«Questa è una tragedia dall’elevato grado di prevedibilità. Lo è perché Casamicciola è una zona a rischio, da sempre, e l’alluvione del 2009 non ha insegnato niente. Ma lo è soprattutto perché l’uomo ha ancora una volta violentato il fianco dell’Epomeo, cementificandolo, senza che questo avesse conseguenze». È l’accusa di Peppe Mazzara, presidente del circolo ischitano di Legambiente.
Perchè l’isola d’Ischia frana?
«Perché l’uomo ha iniziato a occupare spazi sempre più impraticabili, mentre la politica locale non è stata all’altezza di pensare a una diversa pianificazione e gestione del territorio, rispettosa dei luoghi. Qui, dopo il terremoto del 2017, c’è stata una spinta anche emergenziale a costruire più in alto: non aver impedito una ulteriore urbanizzazione, per di più in zone improbabili, è una grave responsabilità».
Si è costruito dove non si doveva, insomma.
«Forse una delle cause remote del disastro va cercata nel modo in cui si è voluto gestire il terremoto: siamo l’unico Paese al mondo dove per risolvere i danni di un terremoto si ricorre a un condono edilizio. Le immagini parlano chiaro: sono spuntate case non solo all’interno di un’area evidentemente boschiva, ma anche su pendii scoscesi, tra il Rarone e Pera di Basso.
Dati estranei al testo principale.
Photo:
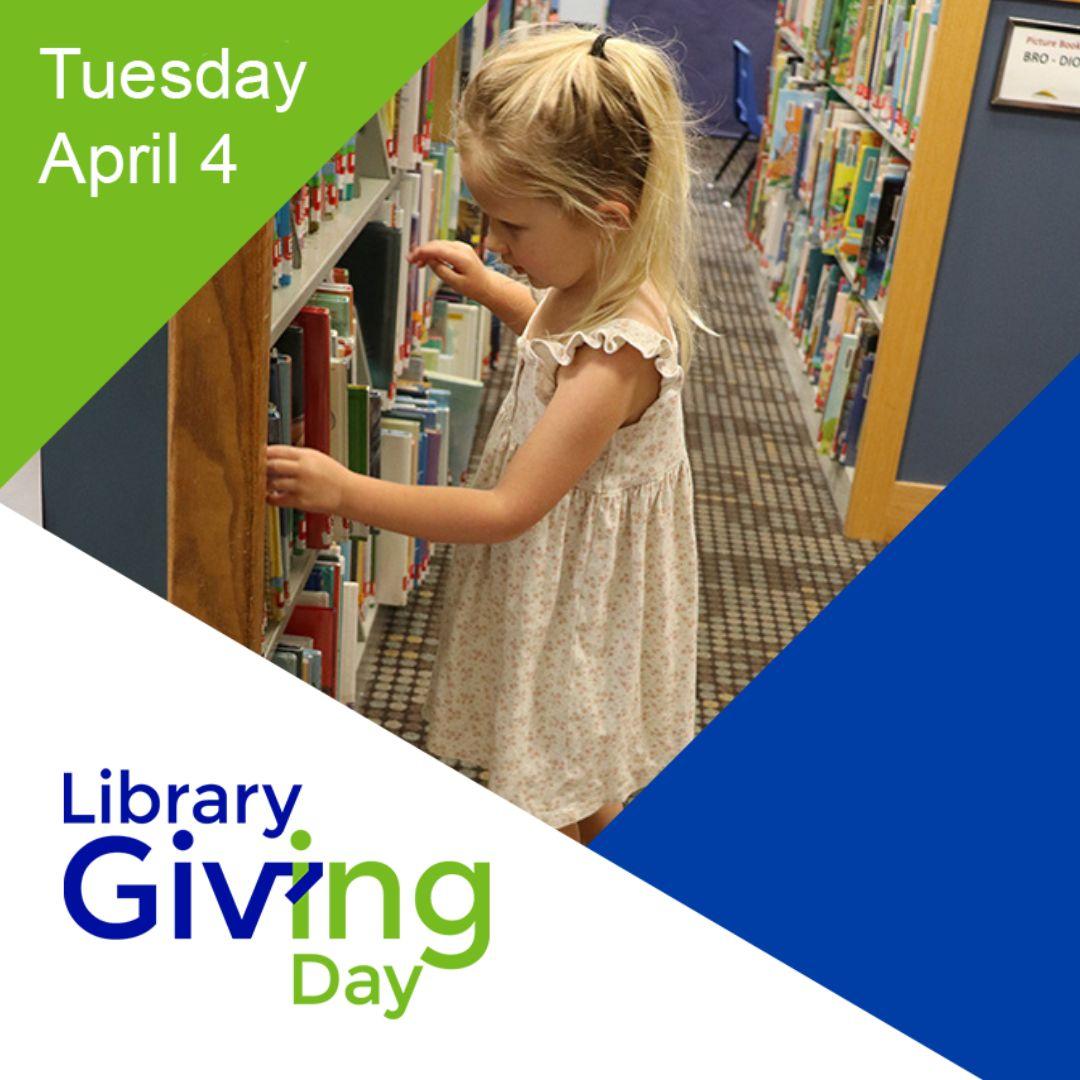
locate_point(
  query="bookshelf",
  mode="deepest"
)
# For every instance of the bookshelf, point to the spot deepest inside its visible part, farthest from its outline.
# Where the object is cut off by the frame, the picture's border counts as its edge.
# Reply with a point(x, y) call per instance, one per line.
point(325, 248)
point(219, 348)
point(945, 377)
point(799, 34)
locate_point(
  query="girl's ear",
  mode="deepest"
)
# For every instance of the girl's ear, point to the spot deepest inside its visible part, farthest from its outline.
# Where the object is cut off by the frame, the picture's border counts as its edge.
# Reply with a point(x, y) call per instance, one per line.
point(615, 213)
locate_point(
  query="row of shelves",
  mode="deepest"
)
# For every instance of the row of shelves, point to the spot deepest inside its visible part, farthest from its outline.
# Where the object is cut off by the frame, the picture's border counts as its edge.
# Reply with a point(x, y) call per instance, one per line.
point(792, 42)
point(838, 477)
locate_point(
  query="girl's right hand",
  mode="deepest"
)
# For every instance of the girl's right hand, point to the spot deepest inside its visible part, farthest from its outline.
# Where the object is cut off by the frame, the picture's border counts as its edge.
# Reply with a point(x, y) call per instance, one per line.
point(457, 265)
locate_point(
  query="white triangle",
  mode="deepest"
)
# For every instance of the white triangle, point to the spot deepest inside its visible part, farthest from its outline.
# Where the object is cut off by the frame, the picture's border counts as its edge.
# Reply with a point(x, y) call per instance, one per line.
point(589, 973)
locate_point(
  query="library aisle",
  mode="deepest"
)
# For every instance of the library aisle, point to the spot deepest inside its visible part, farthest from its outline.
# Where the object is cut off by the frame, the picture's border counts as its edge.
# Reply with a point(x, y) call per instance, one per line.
point(771, 550)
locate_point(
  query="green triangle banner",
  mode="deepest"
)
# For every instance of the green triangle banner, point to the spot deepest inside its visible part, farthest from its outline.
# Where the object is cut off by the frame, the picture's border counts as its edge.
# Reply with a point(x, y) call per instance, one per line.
point(105, 242)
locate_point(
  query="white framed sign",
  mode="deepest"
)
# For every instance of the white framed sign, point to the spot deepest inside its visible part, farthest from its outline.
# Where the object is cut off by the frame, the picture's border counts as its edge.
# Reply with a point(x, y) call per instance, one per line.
point(1040, 67)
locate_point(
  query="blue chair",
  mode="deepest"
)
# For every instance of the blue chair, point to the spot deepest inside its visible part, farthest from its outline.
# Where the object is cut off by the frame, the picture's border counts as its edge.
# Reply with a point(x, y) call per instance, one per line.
point(745, 112)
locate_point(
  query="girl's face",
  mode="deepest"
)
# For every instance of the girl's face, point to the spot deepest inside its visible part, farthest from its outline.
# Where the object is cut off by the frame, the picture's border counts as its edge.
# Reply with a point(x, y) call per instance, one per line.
point(535, 237)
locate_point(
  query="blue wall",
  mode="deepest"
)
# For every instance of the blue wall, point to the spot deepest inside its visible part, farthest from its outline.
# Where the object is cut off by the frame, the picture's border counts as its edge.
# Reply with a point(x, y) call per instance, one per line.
point(703, 30)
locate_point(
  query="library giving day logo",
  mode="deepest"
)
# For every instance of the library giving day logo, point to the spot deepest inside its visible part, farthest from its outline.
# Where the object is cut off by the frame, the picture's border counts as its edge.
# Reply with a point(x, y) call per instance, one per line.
point(118, 886)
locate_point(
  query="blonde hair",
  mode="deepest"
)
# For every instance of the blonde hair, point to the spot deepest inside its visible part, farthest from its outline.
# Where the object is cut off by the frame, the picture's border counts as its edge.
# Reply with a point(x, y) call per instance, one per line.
point(543, 117)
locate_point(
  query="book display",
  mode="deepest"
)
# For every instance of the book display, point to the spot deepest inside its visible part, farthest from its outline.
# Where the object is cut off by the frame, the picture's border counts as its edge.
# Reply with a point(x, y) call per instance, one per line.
point(320, 333)
point(848, 83)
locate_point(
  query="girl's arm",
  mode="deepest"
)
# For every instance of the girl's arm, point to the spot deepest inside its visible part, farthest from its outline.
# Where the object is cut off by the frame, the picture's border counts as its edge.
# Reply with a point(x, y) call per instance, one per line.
point(460, 267)
point(593, 396)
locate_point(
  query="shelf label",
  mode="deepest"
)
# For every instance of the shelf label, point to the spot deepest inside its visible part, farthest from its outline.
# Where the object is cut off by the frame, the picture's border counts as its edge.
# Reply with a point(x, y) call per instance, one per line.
point(1040, 67)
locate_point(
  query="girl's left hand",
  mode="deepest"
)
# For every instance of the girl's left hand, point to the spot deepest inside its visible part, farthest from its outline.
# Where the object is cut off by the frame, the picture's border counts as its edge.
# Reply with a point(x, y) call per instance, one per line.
point(305, 478)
E al netto dei condoni, si tratta di zone non adatte a una occupazione residenziale».
Lì non si doveva costruire né abitare.
«Certo che no. Non a caso, per secoli non si è mai abitato così in alto, sull’Epomeo. Negli ultimi decenni, invece, l’uomo ha iniziato a sottovalutare i rischi, in primis quello idrogeologico, e a noi non è rimasta altra scelta, osservando a occhio nudo il proliferare di case. Ma denunciare non è bastato».
Legambiente aveva alzato la voce anche dopo l’alluvione del 2009.
«Sembra un déjà-vu ed è questo ciò che più di tutto ci fa infuriare: non si possono definire inattese le conseguenze di precipitazioni violente in un territorio così fragile e cementificato. Speriamo che questa tragedia sia l’ultima».
In che modo?
«È fondamentale un’azione di prevenzione sul territorio, mentre invece si stanziano più risorse per l’emergenza che per la manutenzione preventiva. E basta parlare di sanatorie e condoni, che si traducono in vere e proprie condanne per la vita dei cittadini».